When it comes to thread wandering, this one is a stand-out. In a few short posts it went from a proposed change in RMDs to the Mayflower, the Constitution, and revolution. There’s some real creative minds and elastic thinking here. :)
 
Given the likely passage of this, I've already changed my investment strategy. My current plan:

For 2019:
1) Do things to keep my total AGI w/i the 24% bracket (single). This includes selling anything I have a loss on (which isn't much) and putting as much as necessary into traditional forms of 457b and 403b plans, but only as much as needed to not exceed the 24% bracket.
2) Contribute as much as possible (given the traditional forms of 1) to a Roth 457B and/or Roth 403B. I just switched my 457B contribution from traditional to Roth.
3) Spend down cash reserves as needed to make up for $ going into Roth's that would otherwise be part of my normal spend. This has the added benefit that I will decrease my taxable interest income.
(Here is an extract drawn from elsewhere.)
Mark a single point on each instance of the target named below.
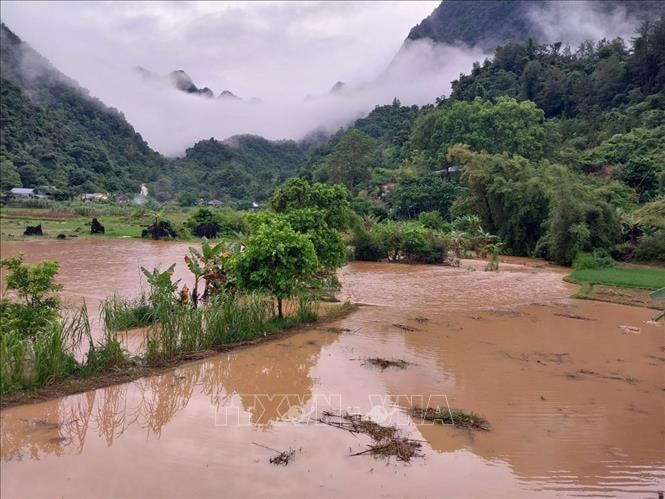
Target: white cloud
(277, 51)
In 2020 my plan will be similar, except easier to implement as I will no longer have any 409A payments from my ex-mega corp. This should allow me to contribute only to the Roth 457 and perhaps 403 and not have to make any traditional (tax deferred) contributions. I might even be able to do a small tIRA to Roth conversion while still sticking to the 24% bracket.

When I retire/quit from my teaching gig (at latest when I am 65), continue with conversions until 72. Defer social security until 70 to maximize my ability to convert.
 
Maynard G Krebs never worried about his RMD at any age. Work!
I'm showing my age but I know who he was without looking it up.... It would not have matter to him anyway. He (Bob Denver) died at age 70.